Dengan HET untuk beras medium 9.450/kg maka penggilingan-penggilingan kecil dan menengah yang dihantam karena untuk sekedar beroperasi saja sudah minus. Ujung-ujungnya penggilingan tidak akan beroperasi dan terjadi kelangkaan beras di lapangan.
Ironisnya, kondisi tersebut sudah mulai terjadi dengan indikasi dari lapangan adalah harga gabah di 5.600 per kg. Lalu harga pokok penjualan (HPP) penggilingan pada tingkat 10.000 per kg, lalu HET beras medium 9.450 per kg. Dengan fakta-fakta itu maka kondisi ril pada agen-agen beras kecil seputar Jabodetabek menunjukkan jumlah beras yang mulai berkurang pasokannya. Kalaupun ada harganya sudah di atas 10.000/kg untuk beras yang bagus dan harga 9.000/kg untuk beras yang kurang bagus.
Pelajaran apa yang bisa dipetik dari fakta-fakta ini? Bahwa pemerintah melalui Satgas Pangan hanya serius dan ketat mengawasi (mantengin) harga beras di pasar induk agar sesuai HET tapi belum melakukan aksi bagaimana menurunkan harga secara umum sesuai HET. Padahal, langkah itu bisa dilakuka dengan operasi pasar.
Apakah dengan mengeluarkan kebijakan penentuan HET beras itu sebuah solusi terhadap kondisi yg terjadi di lapangan? Apakah sudah ada solusi?
Patut dicatat bahwa saat ini baru bulan September saja kondisi perberasan sudah seperti ini. Bagaimana pada bulan Oktober, November, Desember dan Januari? Sementara stok pemerintah yang ada di Gudang Bulog hanya sekitar 1,7 juta ton yang itupun peruntukannya untuk rastra kurang lebih 220.000 ton per bulan dan cadangan bencana.

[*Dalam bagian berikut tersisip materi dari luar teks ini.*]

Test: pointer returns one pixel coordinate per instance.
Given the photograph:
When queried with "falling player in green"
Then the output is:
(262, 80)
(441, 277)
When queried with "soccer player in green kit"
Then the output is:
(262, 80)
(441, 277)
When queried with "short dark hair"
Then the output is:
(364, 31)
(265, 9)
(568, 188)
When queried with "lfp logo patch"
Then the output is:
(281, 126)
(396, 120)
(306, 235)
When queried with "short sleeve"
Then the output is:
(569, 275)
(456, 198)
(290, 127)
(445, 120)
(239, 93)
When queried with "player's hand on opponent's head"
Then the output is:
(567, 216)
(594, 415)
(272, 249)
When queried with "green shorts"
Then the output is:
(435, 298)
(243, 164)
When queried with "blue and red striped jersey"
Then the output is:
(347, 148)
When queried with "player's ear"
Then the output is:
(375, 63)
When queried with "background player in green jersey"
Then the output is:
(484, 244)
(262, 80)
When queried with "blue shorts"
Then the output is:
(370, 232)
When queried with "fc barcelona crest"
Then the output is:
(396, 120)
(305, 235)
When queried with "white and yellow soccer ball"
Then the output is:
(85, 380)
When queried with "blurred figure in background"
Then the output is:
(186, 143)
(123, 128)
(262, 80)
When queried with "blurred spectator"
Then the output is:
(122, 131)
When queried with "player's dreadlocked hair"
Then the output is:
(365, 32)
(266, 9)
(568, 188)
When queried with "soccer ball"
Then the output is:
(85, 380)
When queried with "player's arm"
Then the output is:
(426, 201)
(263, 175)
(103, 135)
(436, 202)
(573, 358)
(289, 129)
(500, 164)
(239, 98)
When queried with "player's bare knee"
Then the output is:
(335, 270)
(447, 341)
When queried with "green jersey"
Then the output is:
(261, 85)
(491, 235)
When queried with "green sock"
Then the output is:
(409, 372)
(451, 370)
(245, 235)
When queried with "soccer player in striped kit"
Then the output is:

Bulog tidak punya pasokan beras medium dan premium baik lewat pengadaan dalam negeri maupun impor untuk operasi pasar saat harga beras sudah di atas 10.000 per kg.
Kalau kondisi seperti ini dibiarkan saja maka yg akan terjadi adalah masyarakat resah dengan harga yang membumbung tinggi. Jangan sampai niat baik pemerintah tidak diikuti dengan implementasi yang benar dan strategi yang tepat sehingga rakyat hanya jadi korban. Ditambah lagi dengan kondisi perpolitikan nasional yang masih semrawut maka tidak menutup kemungkinan bakal memicu atau dimanfaatkan pihak-pihak yang mempunyai kepentingan. Ingat, kekisruhan sebagian besar perpolitikan dunia salah satunya dipicu oleh masalah perut. Indonesia punya banyak pengalaman tersebut sehingga seharusnya bisa diantipasi. Semoga pemerintah punya jalan keluar untuk mengantisipasi lima bulan ke depan dan dalam jangka panjang bisa mewujudkan kedaulatan pangan.
Petrus Budiharto
Praktisi perberasan yang juga Ketua Bidang Pemberdayaan dan Pendampingan
Perkumpulan Petani dan Nelayan Nusantara (Peta Nusa).